Saturday, July 31, 2010

Mere Coincidence, No Doubt

The Independent of the United Kingdom notes

Scientists have discovered that the phytoplankton of the oceans has declined by about 40 per cent over the past century, with much of the loss occurring since the 1950s. They believe the change is linked with rising sea temperatures and global warming.

Phytoplankton is affected by the amount of nutrients that well up from the bottom of the oceans. In the North Atlantic phytoplankton "blooms" naturally in spring and autumn when ocean storms bring nutrients to the surface.

One effect of rising sea temperatures has been to make the water column of some regions nearer the equator more stratified, with warmer water sitting on colder layers of water, making it more difficult for nutrients to reach the phytoplankton at the sea surface.

Warmer seas in tropical regions are also known to have a direct effect on limiting the growth of phytoplankton, which Dr.
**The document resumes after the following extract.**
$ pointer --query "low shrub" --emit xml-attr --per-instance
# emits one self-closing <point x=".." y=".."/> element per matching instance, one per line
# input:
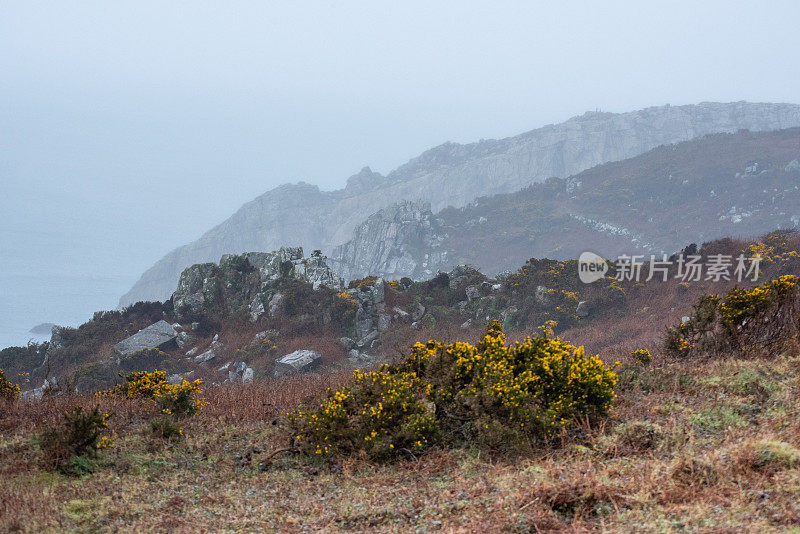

Daniel Boyce, the lead researcher of the study conducted at Nova Scotia’s Dalhousie University, terms “the basis of life in the oceans.” He adds, ominously, “phyoplankton is the fuel on which marine ecosystems run. A decline of phytoplankton affects everything up the food chain, including humans.”


Financial Times has reported the US National Oceans and Atmospheric Administration, using new data, unavailable to the UN’s Intergovernmental Panel on Climate Change when it issued its report in 2007. This

study drew on up to 11 different indicators of climate, and found that each one pointed to a world that was warming owing to the influence of greenhouse gases, said Peter Stott, head of climate monitoring at the UK's Met Office, one of the agencies participating.

Seven indicators were rising, he said. These were: air temperature over land, sea-surface temperature, marine air temperature, sea level, ocean heat, humidity, and tropospheric temperature in the "active-weather" layer of the atmosphere closest to the earth's surface. Four indicators were declining: Arctic sea ice, glaciers, spring snow cover in the northern hemisphere, and stratospheric temperatures.

Mr Stott said: "The whole of the climate system is acting in a way consistent with the effects of greenhouse gases." "The fingerprints are clear," he said. "The glaringly obvious explanation for this is warming from greenhouse gases."


The NOAA found that the January-June 2010 period was the warmest on record for combined land and water temperature. It has observed that June was the 304th consecutive month in which the average worldwide temperature was higher than the 20th century average, a streak which began in March of 1985.

Warmer seas in tropical areas depress the growth of phyoplankton, which has declined by 40% over the last hundred years. All eleven relevant indices of climate are associated with increasing temperature caused by greenhouse gases. And the World Meterological Organization has concluded each of the last three decades was warmer than the one before, with the last decade the warmest since at least the 1880s.


Hey, we get it. Concede the human origin of warming, change must be made by corporations, cutting into the enormous profits of the behemoths which are the raison d'etre of the Repub Party. But conservatives, who value nothing more than simplicity, ought to understand: when it is winter in the northern hemisphere, it is summer in the southern hemisphere; the earth is round; and the earth is getting warmer, largely from human activity.




1 comment:

Dan said...

come on. it's just part of the earth's natural reduction in plankton cycle. it happens ever few centuries. All we need to do is start dumping large quantities of store fish food into the oceans to keep everything good.